The sleeve-note is not exactly clear about the provenance of The Tale of the Priest as heard here. The original was written in 1934 and subsequently lost: is this version the one adapted for a ballet first performed in 1999? Nor are we given a translation of the narrative spoken in Russian, nor even an outline of the plot. No matter – if you love Shostakovich’s light music, you’ll enjoy it simply for its own sake. In its 17 mostly brief movements, it vividly encapsulates Shostakovich’s amazing versatility of styles and moods (one instance: no 12 – a duet for saxophone and guitar, interrupted by a typical bassoon/contra-bassoon grotesquerie and leading to a poignant soprano solo). To judge by the work’s hilarious closing sections, the cartoon (if it has survived, its present whereabouts are unknown) must have been tremendous fun.

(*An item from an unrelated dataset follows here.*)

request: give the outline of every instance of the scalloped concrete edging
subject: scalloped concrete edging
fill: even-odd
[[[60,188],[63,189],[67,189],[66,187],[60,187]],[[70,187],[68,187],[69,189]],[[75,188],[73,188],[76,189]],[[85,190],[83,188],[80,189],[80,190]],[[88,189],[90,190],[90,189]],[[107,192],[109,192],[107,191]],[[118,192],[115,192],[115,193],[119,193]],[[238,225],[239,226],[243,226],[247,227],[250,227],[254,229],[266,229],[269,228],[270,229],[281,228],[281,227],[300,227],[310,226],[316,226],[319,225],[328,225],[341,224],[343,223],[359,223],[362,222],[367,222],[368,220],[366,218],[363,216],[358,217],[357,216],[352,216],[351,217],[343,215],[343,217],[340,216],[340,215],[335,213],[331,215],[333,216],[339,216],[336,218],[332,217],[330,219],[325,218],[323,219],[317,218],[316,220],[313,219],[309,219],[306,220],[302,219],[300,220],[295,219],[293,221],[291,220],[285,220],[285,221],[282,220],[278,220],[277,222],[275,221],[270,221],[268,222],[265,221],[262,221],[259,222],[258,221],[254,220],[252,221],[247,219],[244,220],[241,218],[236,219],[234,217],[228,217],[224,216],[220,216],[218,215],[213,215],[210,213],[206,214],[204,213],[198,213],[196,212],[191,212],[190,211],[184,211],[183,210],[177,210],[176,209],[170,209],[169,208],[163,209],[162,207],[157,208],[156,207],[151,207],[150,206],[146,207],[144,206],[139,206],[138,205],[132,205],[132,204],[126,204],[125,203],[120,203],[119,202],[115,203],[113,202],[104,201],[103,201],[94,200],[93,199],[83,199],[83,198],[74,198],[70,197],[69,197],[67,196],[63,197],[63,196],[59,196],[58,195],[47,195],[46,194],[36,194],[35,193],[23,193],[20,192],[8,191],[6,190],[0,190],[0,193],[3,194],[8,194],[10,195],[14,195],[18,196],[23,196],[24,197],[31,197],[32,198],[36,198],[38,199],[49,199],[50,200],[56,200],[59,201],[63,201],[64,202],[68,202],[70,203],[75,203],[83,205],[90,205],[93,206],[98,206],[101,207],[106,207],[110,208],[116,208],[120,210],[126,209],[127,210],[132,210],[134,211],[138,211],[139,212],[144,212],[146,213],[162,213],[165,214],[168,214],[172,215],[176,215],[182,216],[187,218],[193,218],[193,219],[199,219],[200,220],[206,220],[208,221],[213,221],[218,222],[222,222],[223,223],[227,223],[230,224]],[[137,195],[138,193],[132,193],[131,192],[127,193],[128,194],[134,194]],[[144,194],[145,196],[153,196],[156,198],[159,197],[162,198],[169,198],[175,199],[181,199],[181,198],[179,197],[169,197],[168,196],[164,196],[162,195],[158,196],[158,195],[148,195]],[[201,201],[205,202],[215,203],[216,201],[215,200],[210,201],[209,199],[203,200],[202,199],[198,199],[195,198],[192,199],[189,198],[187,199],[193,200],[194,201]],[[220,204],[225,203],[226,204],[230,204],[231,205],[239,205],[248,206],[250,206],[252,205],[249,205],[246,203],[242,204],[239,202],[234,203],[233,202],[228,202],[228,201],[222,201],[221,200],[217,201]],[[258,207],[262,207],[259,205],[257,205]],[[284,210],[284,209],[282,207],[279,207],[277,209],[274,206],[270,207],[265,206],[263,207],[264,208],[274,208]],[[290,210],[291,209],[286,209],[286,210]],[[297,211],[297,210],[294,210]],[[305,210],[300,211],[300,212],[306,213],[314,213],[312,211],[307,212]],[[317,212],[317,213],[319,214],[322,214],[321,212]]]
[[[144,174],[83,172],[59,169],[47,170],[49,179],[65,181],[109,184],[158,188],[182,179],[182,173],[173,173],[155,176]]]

The Story about a Silly Baby Mouse is an equally entertaining, shorter piece dating from 1939: like the Pushkin score, it has a strong vocal element. The film was never released and its script is lost: musically at any rate, this is of no moment, since Shostakovich wrote the music before seeing the film. It’s amazing that despite (or perhaps because of) his political worries, the composer could turn out such light-hearted (though at times it’s never far away in spirit from the world of his symphonies) and faultlessly-crafted music seemingly at the drop of a hat (or, more likely perhaps, a rouble?).

Splendidly performed and recorded, this disc is a must for Shostakovich-lovers.